# largs and the girls frist ferry trip to millport



## kendal (Jul 16, 2009)

we took a trip to largs today and the girls had their first trip on the ferry, lol it was funny watching them coming down the stairs. but they handled the trip very well 



























































the narrowest House in the UK known as the wedge. it sits between two houses (if you can see where it says "recorded as Britains narrowist house" they cant fit the 'E' in house on the same line lol )










we went to the old Sweet shop and got frying pans, Italian creams, treacle toffee, bonbons, sweet peanuts, sherbet pips and crispits. we put the dogs in the car so we could get some ice cream, by the time we got back (in the time it took to cross the road order our Ice cream pay and cross the road back the car) Delta ate the bag of sweet peanuts and some of the sherbet pips, this then led to her throwing up over my little brother in the back seat, completely missing our cousins who were sitting either side of him lol well it was he own fault for having such a sweet tooth. 

this was before the was sick


----------



## curt3007 (May 28, 2011)

wow love that last pic of all four of them together, bet they get looks of admirers


----------



## jaimia (May 19, 2011)

wow great pictures again Kendal, i would love to know how you get your girls to look at the camera so well and all together, lol


----------



## Dylansmum (Oct 29, 2010)

They must create quite a stir when you take them all out together.


----------



## Ali79 (Mar 30, 2011)

Love the photos Kendal - looks like you all had a really lovely day


----------



## kendal (Jul 16, 2009)

to day was so funny, was getting off the buss after the ferry to go to the main town on millport and i stayed on till last with the girls as i don't know who likes and doesn't like dogs and i don't want to pull them all out infrount of someone who freaks out. anyway i was about to get off and this we girl said to her Friends about how many people were on the bus the saw the dogs and said "there even dogs" then all 3 kids in unison said "4 dogs"

they met a wee Lhasa called Sox. lost of people asking about them. and i got asked it they were Tibetans as the woman had two Tibetans and she said they looked just like her girls. 


lol had to get my mum to explain this one but one woman said that delta looked like she had been "ripped out" and that she needed knitting back together, lol referring the her kinked hair on her head that looks like unraveled knitwear. 

i was very proud of my girls we sad on a bench outside the chip shop, i just attached their leads to the bench, delta sat under the bench and the others just sat, so that was 5 of us sitting with chips and they didn't try to steal any of them not even the kids. some days i think my lot are really slipping in their behaviors then they make me so proud when I'm not even trying. lol people kept looking over from the other benches and talking to each other. 

lol as for looking at the camera they were just looking at my mum lol i was holding them.

we also met two Lochwens one 3 years ago won best bitch in the toy category or something. so they it was mother and daughter and they had the proper show lion cut


----------



## MillieDog (Jun 1, 2011)

What a lovely day.

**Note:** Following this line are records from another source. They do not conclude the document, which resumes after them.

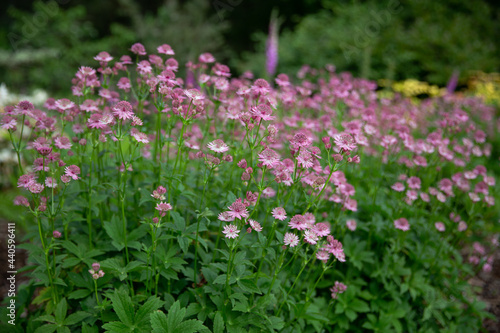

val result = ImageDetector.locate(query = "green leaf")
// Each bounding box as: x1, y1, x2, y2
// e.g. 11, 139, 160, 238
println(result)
110, 289, 134, 326
173, 319, 206, 333
54, 298, 68, 324
64, 311, 90, 326
237, 280, 261, 294
214, 311, 224, 333
150, 310, 172, 333
349, 299, 370, 312
167, 301, 186, 329
170, 211, 186, 232
134, 297, 163, 325
35, 324, 57, 333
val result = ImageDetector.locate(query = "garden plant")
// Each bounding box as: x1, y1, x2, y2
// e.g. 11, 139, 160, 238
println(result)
1, 43, 500, 333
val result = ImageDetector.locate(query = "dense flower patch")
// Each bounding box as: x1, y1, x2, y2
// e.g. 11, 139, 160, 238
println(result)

Fab photos


----------



## ali-s.j. (Jun 6, 2011)

You do take your girls on lovely outings! It looks fab


----------



## JoJo (Mar 2, 2011)

What a lovely trip ... I like the sound of the sweetie shop (yummy) and the narrow house, I would like to live there.... I am sure we could all squeeze in ... me, hubby, 2 kids, 2 dogs and my laptop xxxx

Lovely pics Kendal xxx


----------



## lady amanda (Nov 26, 2010)

awesome! looks like a fun day!


----------



## Tressa (Aug 31, 2010)

I love Millport, too, Kendal. Looks like you had the weather to enjoy it too. A group of friends and myself try to make a date to cycle round the island each year - did it for a few years now.Sadly one of our number not well enough this year, but your photos brought it back to mind. (Don't think I could get Teddy on the bike anyway, lol) Lovely photos.


----------



## kendal (Jul 16, 2009)

Tressa said:


> I love Millport, too, Kendal. Looks like you had the weather to enjoy it too. A group of friends and myself try to make a date to cycle round the island each year - did it for a few years now.Sadly one of our number not well enough this year, but your photos brought it back to mind. (Don't think I could get Teddy on the bike anyway, lol) Lovely photos.


oh you should so do it particuaraly for your frind who is ill im sure she would apresiate it if you all went and dedicated it to her. you can get those carts that go at the back of the bike bigger than the front basket that milli was in, so he could sit in that.


----------



## Tressa (Aug 31, 2010)

You have put the idea into my mind now - watch this space!!!


----------